Manor College in Jenkintown north of Philadelphia announced April 1 it will award an honorary doctor of humane letters degree to Zelenskyy, the first such degree for the school since its establishment in 1947 by the Sisters of the Order of St. Basil the Great.
Iryna Mazur, honorary consul of Ukraine in Philadelphia, will accept the degree at Manor’s May 12 commencement ceremony on behalf of Zelenskyy, whose leadership has garnered international acclaim since Russia launched a full-scale invasion of Ukraine Feb. 24.
Fifteen other U.S. colleges and universities have joined Manor in granting Zelenskyy honorary degrees: Alvernia University and Chatham University, both in Pennsylvania; Alfred University, Bard College, Canisius College, Hilbert College, Hobart and William Smith Colleges, Keuka College, Le Moyne College, Rochester Institute of Technology and Utica University, all in New York state; Adrian College in Michigan; Lenoir-Rhyne University in North Carolina; and Shenandoah University and Virginia Wesleyan University, both in Virginia.
According to an April 1 statement from Manor College, the schools’ collective decision to award the degrees “appears to be a globally unprecedented move” — one fitting for a head of state who has defied expectations.
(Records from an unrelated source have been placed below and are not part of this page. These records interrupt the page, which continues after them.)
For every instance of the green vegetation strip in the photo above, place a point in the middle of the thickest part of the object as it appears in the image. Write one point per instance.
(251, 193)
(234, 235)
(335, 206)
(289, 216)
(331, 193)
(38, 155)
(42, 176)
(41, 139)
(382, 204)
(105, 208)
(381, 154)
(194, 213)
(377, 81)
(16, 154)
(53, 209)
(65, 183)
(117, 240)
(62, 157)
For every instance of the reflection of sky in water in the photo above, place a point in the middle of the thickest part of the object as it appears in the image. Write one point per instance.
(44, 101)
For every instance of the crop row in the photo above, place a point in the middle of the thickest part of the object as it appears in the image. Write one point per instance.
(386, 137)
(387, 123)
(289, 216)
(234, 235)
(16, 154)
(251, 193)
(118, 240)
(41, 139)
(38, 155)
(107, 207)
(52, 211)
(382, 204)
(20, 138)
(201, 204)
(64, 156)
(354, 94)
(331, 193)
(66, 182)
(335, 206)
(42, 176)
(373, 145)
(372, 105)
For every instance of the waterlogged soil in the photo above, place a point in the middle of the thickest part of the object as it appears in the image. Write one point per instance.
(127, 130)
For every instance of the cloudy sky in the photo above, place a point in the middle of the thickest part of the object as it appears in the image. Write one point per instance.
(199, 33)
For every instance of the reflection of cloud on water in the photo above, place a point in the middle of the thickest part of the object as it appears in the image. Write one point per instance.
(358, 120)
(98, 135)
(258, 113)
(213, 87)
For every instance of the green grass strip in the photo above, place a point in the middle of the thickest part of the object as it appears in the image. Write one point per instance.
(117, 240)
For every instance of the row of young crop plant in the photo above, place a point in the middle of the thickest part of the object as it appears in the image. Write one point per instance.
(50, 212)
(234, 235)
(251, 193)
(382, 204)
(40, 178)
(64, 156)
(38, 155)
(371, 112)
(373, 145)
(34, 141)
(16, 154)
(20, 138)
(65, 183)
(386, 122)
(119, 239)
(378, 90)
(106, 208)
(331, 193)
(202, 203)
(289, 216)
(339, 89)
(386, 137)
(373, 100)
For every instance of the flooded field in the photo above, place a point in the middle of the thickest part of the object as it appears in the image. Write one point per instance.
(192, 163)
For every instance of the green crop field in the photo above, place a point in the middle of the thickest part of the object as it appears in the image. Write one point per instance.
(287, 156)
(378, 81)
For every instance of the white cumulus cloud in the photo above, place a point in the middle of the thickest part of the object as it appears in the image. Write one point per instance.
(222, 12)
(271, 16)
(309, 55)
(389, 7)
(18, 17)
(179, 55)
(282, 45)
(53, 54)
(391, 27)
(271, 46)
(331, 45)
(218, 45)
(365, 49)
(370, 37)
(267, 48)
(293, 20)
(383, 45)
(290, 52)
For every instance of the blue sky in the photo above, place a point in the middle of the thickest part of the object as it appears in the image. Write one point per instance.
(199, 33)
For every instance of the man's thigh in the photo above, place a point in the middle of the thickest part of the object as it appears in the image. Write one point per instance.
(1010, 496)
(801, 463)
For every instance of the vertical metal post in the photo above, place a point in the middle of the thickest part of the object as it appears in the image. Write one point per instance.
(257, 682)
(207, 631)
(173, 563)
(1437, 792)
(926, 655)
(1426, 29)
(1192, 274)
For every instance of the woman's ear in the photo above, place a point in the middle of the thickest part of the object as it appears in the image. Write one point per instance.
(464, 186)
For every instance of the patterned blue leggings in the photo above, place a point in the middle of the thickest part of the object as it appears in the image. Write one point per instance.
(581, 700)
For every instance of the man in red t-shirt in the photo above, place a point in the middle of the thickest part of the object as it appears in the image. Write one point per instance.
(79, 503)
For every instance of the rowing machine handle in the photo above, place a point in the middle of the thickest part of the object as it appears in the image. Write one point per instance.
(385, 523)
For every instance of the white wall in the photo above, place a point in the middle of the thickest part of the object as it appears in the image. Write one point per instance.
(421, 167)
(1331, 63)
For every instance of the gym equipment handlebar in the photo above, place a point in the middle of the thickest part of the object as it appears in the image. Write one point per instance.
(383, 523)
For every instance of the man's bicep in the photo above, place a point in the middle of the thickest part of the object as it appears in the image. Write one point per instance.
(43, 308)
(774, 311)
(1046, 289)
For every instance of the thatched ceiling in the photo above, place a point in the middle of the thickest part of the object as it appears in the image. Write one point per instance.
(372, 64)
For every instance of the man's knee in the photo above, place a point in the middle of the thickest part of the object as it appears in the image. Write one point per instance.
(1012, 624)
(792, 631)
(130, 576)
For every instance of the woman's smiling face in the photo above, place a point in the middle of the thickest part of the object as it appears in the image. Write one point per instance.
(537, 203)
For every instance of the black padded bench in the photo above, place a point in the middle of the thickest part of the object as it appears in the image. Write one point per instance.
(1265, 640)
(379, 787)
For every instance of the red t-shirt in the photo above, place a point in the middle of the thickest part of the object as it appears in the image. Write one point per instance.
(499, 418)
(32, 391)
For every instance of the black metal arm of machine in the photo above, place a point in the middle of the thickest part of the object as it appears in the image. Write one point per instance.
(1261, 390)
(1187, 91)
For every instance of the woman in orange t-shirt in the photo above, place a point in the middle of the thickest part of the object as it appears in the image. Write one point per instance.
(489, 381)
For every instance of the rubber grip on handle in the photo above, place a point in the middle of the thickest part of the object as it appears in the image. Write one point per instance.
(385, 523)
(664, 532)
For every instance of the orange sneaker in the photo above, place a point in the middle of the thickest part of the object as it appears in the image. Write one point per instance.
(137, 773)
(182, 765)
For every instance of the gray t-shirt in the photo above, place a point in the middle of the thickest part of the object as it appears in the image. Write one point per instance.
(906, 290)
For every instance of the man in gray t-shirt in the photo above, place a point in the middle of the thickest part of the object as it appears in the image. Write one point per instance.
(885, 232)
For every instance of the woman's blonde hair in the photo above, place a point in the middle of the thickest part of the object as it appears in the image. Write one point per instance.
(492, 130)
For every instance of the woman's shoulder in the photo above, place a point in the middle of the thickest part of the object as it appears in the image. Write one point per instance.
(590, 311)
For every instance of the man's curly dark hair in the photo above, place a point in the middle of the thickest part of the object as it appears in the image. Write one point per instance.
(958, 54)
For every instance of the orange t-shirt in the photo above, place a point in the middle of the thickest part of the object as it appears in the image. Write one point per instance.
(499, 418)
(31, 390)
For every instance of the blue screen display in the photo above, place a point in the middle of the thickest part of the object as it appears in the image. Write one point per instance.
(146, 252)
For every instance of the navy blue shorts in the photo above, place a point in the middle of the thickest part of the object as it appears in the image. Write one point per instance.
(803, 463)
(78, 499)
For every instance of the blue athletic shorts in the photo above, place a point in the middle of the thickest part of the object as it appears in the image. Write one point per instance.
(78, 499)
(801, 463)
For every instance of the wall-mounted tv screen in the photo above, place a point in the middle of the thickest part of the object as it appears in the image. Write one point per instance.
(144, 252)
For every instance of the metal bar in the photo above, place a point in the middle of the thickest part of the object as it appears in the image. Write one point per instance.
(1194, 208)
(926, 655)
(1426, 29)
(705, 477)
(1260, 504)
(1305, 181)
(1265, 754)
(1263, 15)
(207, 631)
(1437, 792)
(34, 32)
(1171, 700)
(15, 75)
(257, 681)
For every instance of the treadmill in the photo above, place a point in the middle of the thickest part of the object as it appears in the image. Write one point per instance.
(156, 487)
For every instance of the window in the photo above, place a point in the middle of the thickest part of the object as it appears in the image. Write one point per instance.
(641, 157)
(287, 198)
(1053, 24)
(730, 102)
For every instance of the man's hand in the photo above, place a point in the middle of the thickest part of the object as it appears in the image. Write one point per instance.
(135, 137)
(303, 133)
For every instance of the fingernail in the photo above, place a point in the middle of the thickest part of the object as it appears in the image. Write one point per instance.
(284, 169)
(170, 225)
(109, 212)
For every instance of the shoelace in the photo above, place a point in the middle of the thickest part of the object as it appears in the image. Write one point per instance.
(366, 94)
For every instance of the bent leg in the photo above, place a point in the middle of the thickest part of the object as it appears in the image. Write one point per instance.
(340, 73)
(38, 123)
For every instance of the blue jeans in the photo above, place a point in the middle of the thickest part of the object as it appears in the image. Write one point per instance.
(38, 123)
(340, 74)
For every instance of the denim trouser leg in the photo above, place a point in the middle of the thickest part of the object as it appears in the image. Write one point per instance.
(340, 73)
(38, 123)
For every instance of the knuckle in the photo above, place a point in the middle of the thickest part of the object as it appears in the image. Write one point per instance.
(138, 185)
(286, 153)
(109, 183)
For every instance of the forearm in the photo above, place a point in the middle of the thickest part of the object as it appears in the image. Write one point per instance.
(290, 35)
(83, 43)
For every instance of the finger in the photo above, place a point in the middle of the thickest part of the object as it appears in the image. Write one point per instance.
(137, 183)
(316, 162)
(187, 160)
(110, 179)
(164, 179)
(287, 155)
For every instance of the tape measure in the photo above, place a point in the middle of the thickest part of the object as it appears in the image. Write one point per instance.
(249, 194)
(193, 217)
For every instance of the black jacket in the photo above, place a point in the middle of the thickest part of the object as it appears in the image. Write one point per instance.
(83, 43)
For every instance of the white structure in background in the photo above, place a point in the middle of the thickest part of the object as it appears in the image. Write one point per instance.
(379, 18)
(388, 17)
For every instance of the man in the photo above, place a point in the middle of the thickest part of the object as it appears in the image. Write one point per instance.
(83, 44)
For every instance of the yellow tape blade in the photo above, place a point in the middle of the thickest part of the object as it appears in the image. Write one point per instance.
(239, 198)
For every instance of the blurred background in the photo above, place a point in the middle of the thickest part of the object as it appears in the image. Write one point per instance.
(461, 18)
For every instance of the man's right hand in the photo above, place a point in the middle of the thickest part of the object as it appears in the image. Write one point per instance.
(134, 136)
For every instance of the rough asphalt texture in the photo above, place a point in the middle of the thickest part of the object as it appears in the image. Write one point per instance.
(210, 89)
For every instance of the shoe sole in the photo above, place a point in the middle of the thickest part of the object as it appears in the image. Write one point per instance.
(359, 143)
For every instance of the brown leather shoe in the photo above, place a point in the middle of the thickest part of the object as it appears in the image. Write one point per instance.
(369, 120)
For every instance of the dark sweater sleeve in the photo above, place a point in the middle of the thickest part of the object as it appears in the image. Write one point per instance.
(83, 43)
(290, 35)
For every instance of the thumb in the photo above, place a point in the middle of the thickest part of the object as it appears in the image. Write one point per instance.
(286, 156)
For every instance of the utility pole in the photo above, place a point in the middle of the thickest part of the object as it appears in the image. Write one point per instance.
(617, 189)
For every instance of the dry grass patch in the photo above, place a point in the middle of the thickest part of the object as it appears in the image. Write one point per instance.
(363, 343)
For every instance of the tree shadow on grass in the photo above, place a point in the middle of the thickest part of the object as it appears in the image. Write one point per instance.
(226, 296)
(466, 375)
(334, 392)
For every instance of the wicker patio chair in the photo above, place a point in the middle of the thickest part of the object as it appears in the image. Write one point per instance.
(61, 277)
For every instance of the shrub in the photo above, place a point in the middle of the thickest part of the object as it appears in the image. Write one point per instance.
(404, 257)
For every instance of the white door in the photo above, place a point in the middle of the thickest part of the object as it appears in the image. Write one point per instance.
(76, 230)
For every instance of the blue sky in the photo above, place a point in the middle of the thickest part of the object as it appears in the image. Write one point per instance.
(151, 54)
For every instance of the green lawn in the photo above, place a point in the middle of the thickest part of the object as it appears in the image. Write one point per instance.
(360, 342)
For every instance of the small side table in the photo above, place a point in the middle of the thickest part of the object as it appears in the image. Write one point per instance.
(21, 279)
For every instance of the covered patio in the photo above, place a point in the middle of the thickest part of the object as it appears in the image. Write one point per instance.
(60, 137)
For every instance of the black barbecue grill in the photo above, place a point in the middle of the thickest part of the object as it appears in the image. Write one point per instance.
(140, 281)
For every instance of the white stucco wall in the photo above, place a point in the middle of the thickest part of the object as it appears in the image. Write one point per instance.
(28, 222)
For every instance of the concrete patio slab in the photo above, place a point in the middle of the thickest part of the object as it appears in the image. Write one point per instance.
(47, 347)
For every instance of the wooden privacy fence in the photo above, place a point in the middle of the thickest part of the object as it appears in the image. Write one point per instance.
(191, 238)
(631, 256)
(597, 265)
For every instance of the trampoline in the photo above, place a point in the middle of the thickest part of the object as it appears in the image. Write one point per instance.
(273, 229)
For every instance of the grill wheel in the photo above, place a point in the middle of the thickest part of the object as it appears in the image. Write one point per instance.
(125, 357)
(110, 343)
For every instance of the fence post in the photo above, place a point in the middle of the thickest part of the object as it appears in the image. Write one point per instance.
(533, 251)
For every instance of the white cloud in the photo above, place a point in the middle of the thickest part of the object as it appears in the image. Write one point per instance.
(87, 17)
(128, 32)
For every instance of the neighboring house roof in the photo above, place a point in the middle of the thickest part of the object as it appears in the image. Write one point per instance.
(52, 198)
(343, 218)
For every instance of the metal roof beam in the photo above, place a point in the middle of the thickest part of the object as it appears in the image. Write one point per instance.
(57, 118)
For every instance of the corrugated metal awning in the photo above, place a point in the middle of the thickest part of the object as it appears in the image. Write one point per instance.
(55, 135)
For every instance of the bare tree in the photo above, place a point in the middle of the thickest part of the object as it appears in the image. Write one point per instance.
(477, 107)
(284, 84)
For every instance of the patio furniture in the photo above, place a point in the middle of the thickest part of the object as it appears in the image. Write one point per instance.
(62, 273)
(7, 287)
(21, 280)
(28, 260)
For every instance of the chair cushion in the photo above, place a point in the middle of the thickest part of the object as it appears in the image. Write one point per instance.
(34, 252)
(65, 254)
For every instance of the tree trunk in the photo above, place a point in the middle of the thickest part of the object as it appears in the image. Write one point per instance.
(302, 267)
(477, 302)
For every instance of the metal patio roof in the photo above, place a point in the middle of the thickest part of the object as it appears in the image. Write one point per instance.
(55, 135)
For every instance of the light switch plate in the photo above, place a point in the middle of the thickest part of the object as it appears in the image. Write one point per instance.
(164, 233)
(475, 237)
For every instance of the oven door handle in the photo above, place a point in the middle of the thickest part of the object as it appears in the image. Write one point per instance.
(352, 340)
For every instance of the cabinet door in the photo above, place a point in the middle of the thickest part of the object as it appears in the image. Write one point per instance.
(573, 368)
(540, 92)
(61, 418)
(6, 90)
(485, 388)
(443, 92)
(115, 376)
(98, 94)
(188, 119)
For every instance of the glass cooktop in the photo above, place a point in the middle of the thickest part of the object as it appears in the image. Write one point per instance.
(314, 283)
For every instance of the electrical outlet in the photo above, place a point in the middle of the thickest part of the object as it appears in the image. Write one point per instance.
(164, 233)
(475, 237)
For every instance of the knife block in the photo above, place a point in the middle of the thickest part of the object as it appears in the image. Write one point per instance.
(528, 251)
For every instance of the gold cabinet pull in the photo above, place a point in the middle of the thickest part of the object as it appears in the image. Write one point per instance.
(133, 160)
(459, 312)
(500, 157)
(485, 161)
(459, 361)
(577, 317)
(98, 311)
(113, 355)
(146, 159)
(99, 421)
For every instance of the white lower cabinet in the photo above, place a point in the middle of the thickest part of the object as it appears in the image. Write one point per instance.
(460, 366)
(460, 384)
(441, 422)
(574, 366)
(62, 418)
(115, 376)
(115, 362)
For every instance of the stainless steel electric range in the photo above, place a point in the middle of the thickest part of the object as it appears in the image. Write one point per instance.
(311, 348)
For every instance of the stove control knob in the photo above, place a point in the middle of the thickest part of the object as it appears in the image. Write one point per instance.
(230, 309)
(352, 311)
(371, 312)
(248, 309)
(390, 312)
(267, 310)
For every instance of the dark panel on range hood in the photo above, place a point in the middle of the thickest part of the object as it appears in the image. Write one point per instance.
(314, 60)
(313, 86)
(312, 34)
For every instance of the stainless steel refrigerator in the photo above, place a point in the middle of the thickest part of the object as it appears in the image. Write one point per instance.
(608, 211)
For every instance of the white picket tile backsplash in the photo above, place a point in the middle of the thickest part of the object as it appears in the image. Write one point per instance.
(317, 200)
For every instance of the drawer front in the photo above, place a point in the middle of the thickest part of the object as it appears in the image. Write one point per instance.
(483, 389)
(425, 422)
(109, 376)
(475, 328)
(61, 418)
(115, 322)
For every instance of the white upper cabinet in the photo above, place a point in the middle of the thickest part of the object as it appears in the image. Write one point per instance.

Born in 1978, Zelenskyy initially forged a successful career in film and television, producing 10 feature-length movies and winning dozens of awards while earning a degree in law from Kyiv National Economic University in Ukraine.
He foreshadowed his political career with a starring role in the 2015-2019 Ukrainian television series “Servant of the People” (“Sluga Naroda”), a satire in which a frustrated high school teacher is elected president after his rant against government corruption becomes a social media sensation.
Elected in 2019, Zelenskyy has sought to advance his nation’s growth as a democracy, despite ongoing Russian opposition since Ukraine gained independence from the former Soviet Union in 1991.
In 2014, Russia annexed Ukraine’s Crimean Peninsula, with Russian-backed separatists proclaiming “people’s republics” in the eastern regions of Donetsk and Luhansk. Over the next eight years, clashes, shelling and sniper attacks became common in eastern Ukraine, resulting in an estimated 14,000 to 15,000 deaths and about 1.5 million internally displaced persons.